A mechanic memorizes engine codes. A K8s admin memorizes pod states. This model memorizes both — plus your deployment topology, your ingress rules, and every event that matters.

2. Live context script (kai-k8s)

The Modelfile is the AI's training. The context script is the patient chart. Every query includes fresh cluster state — running pods, node health, recent events, resource usage — so the model answers based on what is happening right now, not what the docs say should be happening.

The Kubernetes context builder

#!/bin/bash
# /usr/local/bin/kai-k8s — query the Kubernetes AI with live cluster context

build_k8s_context() {
    echo "=== LIVE KUBERNETES STATE ($(date -Iseconds)) ==="

    echo -e "\n--- kubectl get all -A ---"
    kubectl get all -A 2>/dev/null

    echo -e "\n--- Node status ---"
    kubectl get nodes -o wide 2>/dev/null

    echo -e "\n--- Node resource usage ---"
    kubectl top nodes 2>/dev/null

    echo -e "\n--- Pod status (non-Running) ---"
    kubectl get pods -A --field-selector='status.phase!=Running' 2>/dev/null

    echo -e "\n--- Pod resource usage ---"
    kubectl top pods -A --sort-by=memory 2>/dev/null | head -30

    echo -e "\n--- Recent events (last 30) ---"
    kubectl get events -A --sort-by=.lastTimestamp 2>/dev/null | tail -30

    echo -e "\n--- PVCs ---"
    kubectl get pvc -A 2>/dev/null

    echo -e "\n--- Ingress ---"
    kubectl get ingress -A 2>/dev/null

    echo -e "\n--- Helm releases ---"
    helm list -A 2>/dev/null

    echo -e "\n--- ZFS PVC volumes ---"
    zfs list -o name,used,avail,mountpoint 2>/dev/null | grep k8s

    echo -e "\n--- ZFS PVC snapshots ---"
    zfs list -t snapshot -o name,used,creation 2>/dev/null | grep k8s | tail -20
}

QUESTION="$*"
if [ -z "$QUESTION" ]; then
    echo "Usage: kai-k8s <question>"
    echo ""
    echo "Examples:"
    echo "  kai-k8s 'why is my pod crashing?'"
    echo "  kai-k8s 'scale nginx to 5 replicas'"
    echo "  kai-k8s 'create a deployment for redis with a ZFS PVC'"
    echo "  kai-k8s 'show me pods using more than 500MB RAM'"
    echo "  kai-k8s 'set up an ingress for my web app'"
    echo "  kai-k8s 'rollback the last deployment'"
    exit 1
fi

CONTEXT=$(build_k8s_context)

echo -e "${CONTEXT}\n\n=== QUESTION ===\n${QUESTION}" | ollama run k8s-expert

You don't diagnose a cluster by reading the Kubernetes docs. You diagnose it by reading pod events and logs. This script makes sure the AI always reads your cluster state before it opens its mouth.

3. Example queries

Every query below hits the model with fresh cluster data. The AI sees your actual pods, your actual node capacity, your actual events. It doesn't guess — it reads.

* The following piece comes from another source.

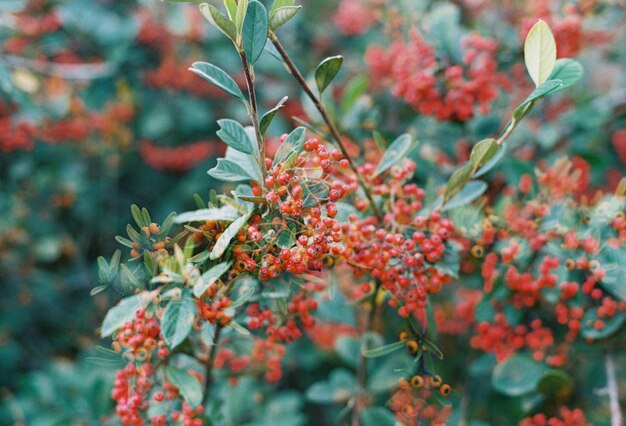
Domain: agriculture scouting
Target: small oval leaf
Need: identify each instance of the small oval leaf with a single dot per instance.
(326, 71)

"Scale nginx to 5 replicas"

The AI reads your current deployment, checks available node capacity via kubectl top nodes, and gives you the exact command. If your nodes are near capacity, it warns you before you scale into OOM territory.

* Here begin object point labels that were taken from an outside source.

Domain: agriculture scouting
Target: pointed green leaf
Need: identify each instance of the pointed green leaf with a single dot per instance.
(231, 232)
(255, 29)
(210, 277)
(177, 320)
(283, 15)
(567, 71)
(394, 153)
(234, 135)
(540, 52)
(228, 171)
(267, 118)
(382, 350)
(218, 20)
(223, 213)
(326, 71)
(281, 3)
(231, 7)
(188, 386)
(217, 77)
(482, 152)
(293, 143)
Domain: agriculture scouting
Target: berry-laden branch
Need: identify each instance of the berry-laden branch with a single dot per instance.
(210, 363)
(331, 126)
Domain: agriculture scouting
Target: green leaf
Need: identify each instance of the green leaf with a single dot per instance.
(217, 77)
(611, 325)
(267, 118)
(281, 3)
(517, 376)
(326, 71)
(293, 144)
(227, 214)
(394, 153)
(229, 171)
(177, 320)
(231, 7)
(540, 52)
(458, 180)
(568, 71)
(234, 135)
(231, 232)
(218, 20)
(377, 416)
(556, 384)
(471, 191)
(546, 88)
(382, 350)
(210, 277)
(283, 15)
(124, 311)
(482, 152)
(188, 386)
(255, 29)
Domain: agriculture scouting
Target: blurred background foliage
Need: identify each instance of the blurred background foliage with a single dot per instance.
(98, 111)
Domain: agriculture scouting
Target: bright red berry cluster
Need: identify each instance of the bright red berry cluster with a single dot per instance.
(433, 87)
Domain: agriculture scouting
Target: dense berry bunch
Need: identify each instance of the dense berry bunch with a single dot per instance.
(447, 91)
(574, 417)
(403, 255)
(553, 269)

kai-k8s "scale nginx to 5 replicas"
# AI output: kubectl scale deploy/nginx --replicas=5 -n default

"Why is pod X in CrashLoopBackOff"

The AI reads pod events, pulls the previous container logs, checks for OOMKilled signals, missing configmaps, failed health probes, and image pull errors. It tells you which thing broke and how to fix it — not a generic troubleshooting flowchart.

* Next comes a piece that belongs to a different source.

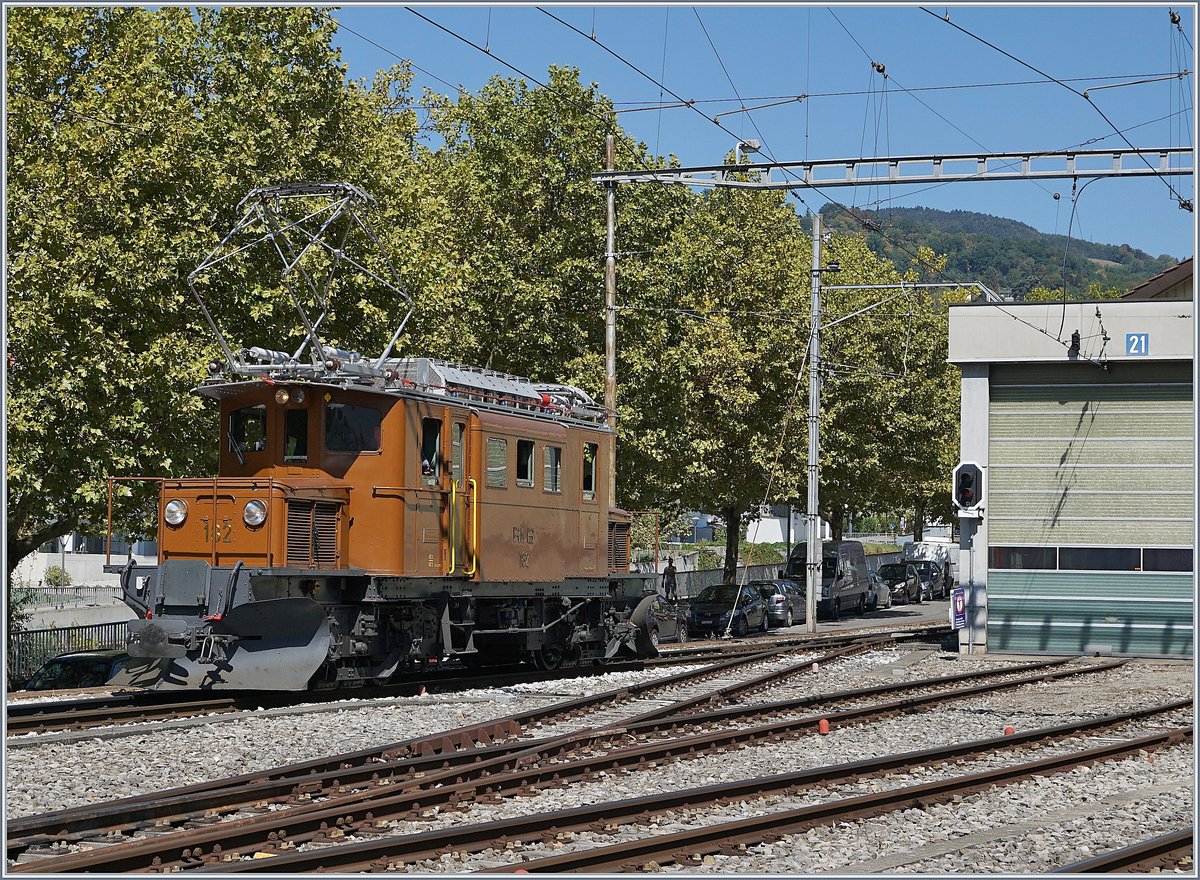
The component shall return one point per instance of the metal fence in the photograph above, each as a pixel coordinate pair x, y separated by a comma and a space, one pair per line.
47, 596
691, 582
29, 650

kai-k8s "pod redis-0 is in CrashLoopBackOff — what happened?"

"Create a deployment for redis with 3 replicas and a ZFS PVC"

The AI generates the full manifest: StatefulSet with 3 replicas, a PVC template pointing at the ZFS StorageClass, recordsize=16k for the backing dataset, and the ksnap command to snapshot the volume before first write.

kai-k8s "deploy redis with 3 replicas, ZFS-backed persistent storage"

"Show me all pods using more than 500MB RAM"

The AI parses kubectl top pods output from the live context and lists every pod exceeding the threshold. It flags any without memory limits set — because a pod without limits is a pod waiting to get OOMKilled.

kai-k8s "which pods are using more than 500MB RAM?"

"Set up an ingress for my web app"

The AI checks your existing ingress controller, reads your services, and generates an Ingress manifest with the correct annotations for your setup. TLS, path routing, host rules — all based on what's actually running, not a copy-paste from Stack Overflow.

kai-k8s "create an ingress for my-webapp service on port 8080"

"Rollback the last deployment"

The AI reads rollout history, identifies the previous revision, shows you the diff between current and previous, and gives you the undo command. It recommends ksnap of PVC volumes before the rollback — because data changes don't undo themselves.

kai-k8s "rollback the nginx deployment to the previous version"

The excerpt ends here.